Just Sayin's All

These are the things I really want to say to you...

Saturday, March 29, 2008

To: Hoteler

People who work for the company who don't have an assigned office or desk and who "sign in" when at the office are called hotelers. You're a hoteler.

Until yesterday we had never spoken a word to each other. You sort of have this lazy look about you, I can't quite put my finger on it, but I had decided I didn't like you. In fact, I think I once blogged about you and gave you a name with "Lazy" in it. I notice lately you've been signing into a desk near me and my co-workers and I just assume it's because we often have food left over from meetings that we put out for everyone and I know how much you enjoyed that one day. Seriously, the amount of times you came back for more I almost suggested you just take the whole damn thing with you! I also sometimes think you're a lesbian and you like my co-worker. There wouldn't be anything wrong with that of course, I'm just sayin's all. (-;

So you spoke to me the other day ... you even used my name like you know me or something. That's kinda weird if you ask me. I don't know you're name and it's not like you even thought to introduce yourself; you just asked me for help with something.

I'm glad I knew the answer. I didn't really want to spend any length of time talking to you.

Tuesday, March 25, 2008

To: É

Merci beaucoup.

To: Boss

Assume is pronounced "ass-oom", not "ash-oom".

You know, just so you know.

Tuesday, March 18, 2008

To: É

I accepted your invitation to spend the long weekend with you and purchased my train ticket today. I'm really looking forward to it too.

Je pratiquerai mon français.

Thursday, March 13, 2008

To: N

You totally broke the fuck buddy rules tonight.

Normally we just have sex ... that's what we do. Tonight we went out for drinks (WTF?!) ... although I figured sex would follow.

I was wrong.

Your reason why was the real shocker.

You wanted to set a precedent by not having sex and thereby take what we have to a higher level (your words, not mine).

Ummm ok. To say I was speechless is a real understatement. Even as I type this I can't believe those are the words that came out of your mouth.

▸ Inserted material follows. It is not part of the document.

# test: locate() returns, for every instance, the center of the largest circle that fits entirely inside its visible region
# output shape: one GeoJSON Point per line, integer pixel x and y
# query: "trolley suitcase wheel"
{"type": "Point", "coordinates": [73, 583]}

I don't know "N", I really don't.

We'll see what happens...

To: É

I'm really surprised ... pleasantly ... at how things have developed and I'm looking forward to the plans we've made. I'm glad we met while on holiday.

Tuesday, March 11, 2008

To: Front Row Classmate

Honestly, if you fucking brown-nose one more time I'm going to throw my textbook at your face.

I arrive to class a little early yesterday and there you are chatting with the teacher throwing out all these buzzwords from the textbook that no normal human would use in any sentence ever. Can you hear yourself? You are a total joke.

Your face is so far up the teacher's ass, you're practically wearing her as a hat and scarf!

To: Negative Nancy

Every word out of your fucking mouth is something negative. Seriously bitch, cheer the fuck up! If you don't want to be in class, just fucking leave!! I'm sick of hearing you sigh or make smart ass remarks under your breath as the teacher is trying to teach a class. You paid to be here! You should have saved your fucking money and bought a new attitude with it.

Wednesday, March 05, 2008

To: É

While on holiday, you wanted to set me up with your friend who I was not interested in.

Since returning from holiday, I have really enjoyed getting to know you better and look forward to the plans we've tentatively made.